Le tribunal chargé des affaires militaires à Marseille l’a condamné ce lundi à un mois de sursis, pour désertion. Ce jeune sergent de l’armée de l’Air, âgé de 25 ans, avait présenté à sa hiérarchie une lettre de démission, qu’elle avait refusée. Benjamin P. explique sa « désertion » par des séances de bizutage qui l’auraient traumatisé. Jet de seau d’urine, ligotage, les petits amusements entre amis dont il a fait le récit hier à l’audience n’a pas fait flancher le tribunal. Il avait présenté sa démission à sa hiérarchie qui l’avait refusée.
Le parquet avait requis trois mois de prison avec sursis, estimant que les faits de bizutage ne peuvent être retenus comme « éléments explicatifs de la désertion, compte tenu du délai ». Si le procureur les a toutefois condamnés et souhaite qu’une réponse pénale soit donnée s’ils sont avérés, il note que ces séances de bizutage se seraient déroulés à l’arrivée de Benjamin P. sur la base aérienne en 2009, mais que c’est seulement en juillet 2011 qu’il a déserté.

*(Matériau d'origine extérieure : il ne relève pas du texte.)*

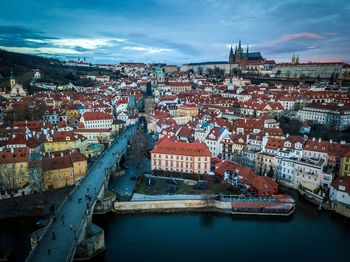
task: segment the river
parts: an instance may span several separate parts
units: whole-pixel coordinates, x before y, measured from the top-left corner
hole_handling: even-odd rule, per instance
[[[209,213],[96,216],[107,251],[95,261],[349,261],[350,219],[297,201],[291,218]]]
[[[211,213],[95,216],[107,250],[94,261],[349,261],[350,219],[318,211],[293,191],[291,218]],[[0,220],[0,248],[29,249],[36,219]]]

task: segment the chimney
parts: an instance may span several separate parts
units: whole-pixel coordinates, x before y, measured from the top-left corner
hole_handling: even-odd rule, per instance
[[[332,144],[332,143],[333,143],[333,140],[332,140],[332,139],[329,139],[329,143],[331,143],[331,144]]]
[[[315,140],[316,140],[316,139],[313,137],[313,138],[312,138],[312,141],[314,141],[314,142],[315,142]]]
[[[11,147],[11,149],[10,149],[10,150],[11,150],[11,154],[13,154],[13,153],[14,153],[14,149],[13,149],[13,147]]]
[[[321,140],[322,140],[322,139],[321,139],[321,138],[319,138],[319,139],[318,139],[318,142],[321,142]]]
[[[345,142],[344,140],[341,140],[341,141],[340,141],[340,144],[341,144],[341,145],[345,145],[346,142]]]
[[[61,152],[61,157],[63,157],[63,152]]]

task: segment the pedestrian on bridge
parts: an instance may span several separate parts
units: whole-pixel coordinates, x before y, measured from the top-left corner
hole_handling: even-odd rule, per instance
[[[72,224],[69,225],[69,229],[70,229],[70,231],[73,230],[73,225]]]
[[[55,231],[52,231],[52,240],[56,239]]]
[[[49,254],[49,256],[51,255],[51,249],[50,248],[47,250],[47,254]]]

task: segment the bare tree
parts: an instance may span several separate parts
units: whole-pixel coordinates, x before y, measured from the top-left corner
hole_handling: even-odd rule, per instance
[[[108,148],[108,146],[109,146],[108,137],[99,135],[99,136],[97,136],[97,141],[99,144],[103,145],[105,149]]]
[[[42,166],[37,166],[30,169],[29,184],[32,192],[41,193],[44,191]]]
[[[128,148],[127,160],[132,163],[135,168],[135,172],[138,175],[143,162],[147,157],[147,144],[148,140],[145,136],[144,129],[138,129],[132,139]]]
[[[14,204],[17,204],[15,193],[18,190],[18,178],[14,167],[0,165],[0,188],[11,196]]]

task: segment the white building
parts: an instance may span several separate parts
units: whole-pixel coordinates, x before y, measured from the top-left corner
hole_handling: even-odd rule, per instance
[[[350,105],[312,103],[299,110],[298,117],[303,122],[313,121],[344,130],[350,126]]]
[[[317,78],[340,77],[342,74],[342,62],[327,63],[284,63],[276,65],[272,73],[276,77],[299,78],[300,76]]]
[[[204,142],[208,146],[212,156],[218,156],[220,153],[222,153],[221,141],[228,134],[229,134],[229,131],[226,128],[220,127],[220,126],[214,126],[210,130]]]
[[[94,129],[94,128],[104,128],[110,129],[112,128],[113,116],[108,113],[102,112],[85,112],[83,116],[80,118],[80,123],[86,129]]]
[[[329,192],[330,200],[350,206],[350,176],[338,177]]]
[[[300,159],[295,162],[294,188],[300,185],[310,191],[319,187],[329,188],[332,182],[332,174],[324,171],[326,161],[323,158]]]

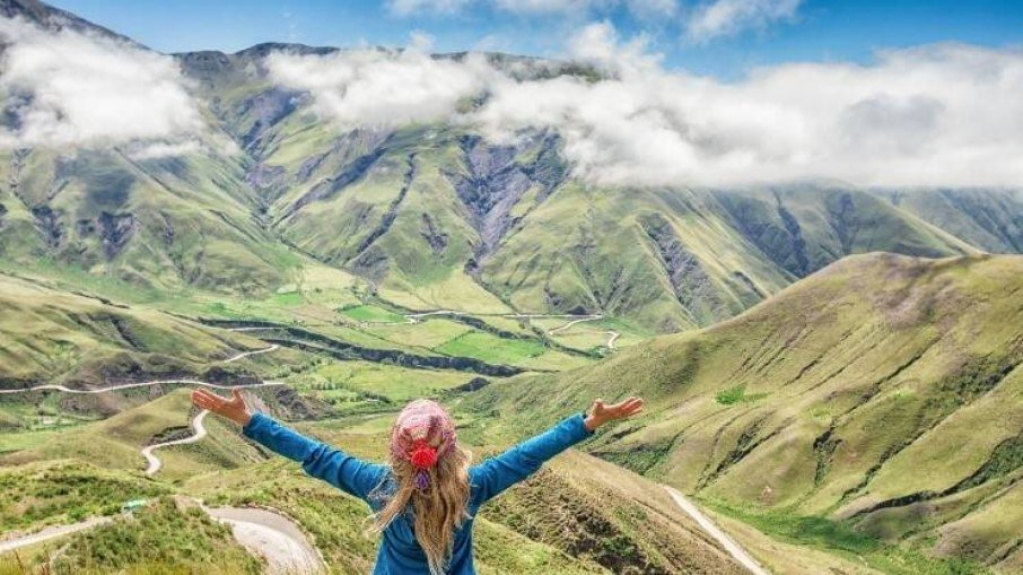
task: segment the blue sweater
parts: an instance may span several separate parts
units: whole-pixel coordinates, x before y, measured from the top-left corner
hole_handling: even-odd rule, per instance
[[[247,437],[271,450],[302,464],[313,477],[322,479],[338,489],[362,499],[374,510],[386,503],[371,496],[378,486],[392,481],[390,468],[366,463],[343,451],[314,441],[277,423],[270,417],[256,414],[245,426]],[[545,461],[579,443],[591,435],[583,425],[583,416],[574,415],[548,431],[516,445],[501,455],[491,458],[469,470],[470,519],[455,531],[451,559],[445,572],[448,575],[473,575],[472,525],[476,512],[487,501],[505,489],[529,477]],[[376,495],[376,494],[374,494]],[[408,516],[398,516],[384,530],[377,552],[374,575],[429,575],[426,555],[416,541],[413,524]]]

Le père du jeune soldat, officier de police en région lyonnaise, s’est montré très affecté à la sortie de l’audience. Il est lui-même poursuivi pour ne pas avoir dénoncé son fils, sous la qualification de « recel de désertion ».
«Ils ont pris l’ambition que j’avais, ils ont marché dessus», a déclaré Benjamin P. au micro de Radio France.
Il pourrait faire appel de la décision dans les prochains jours.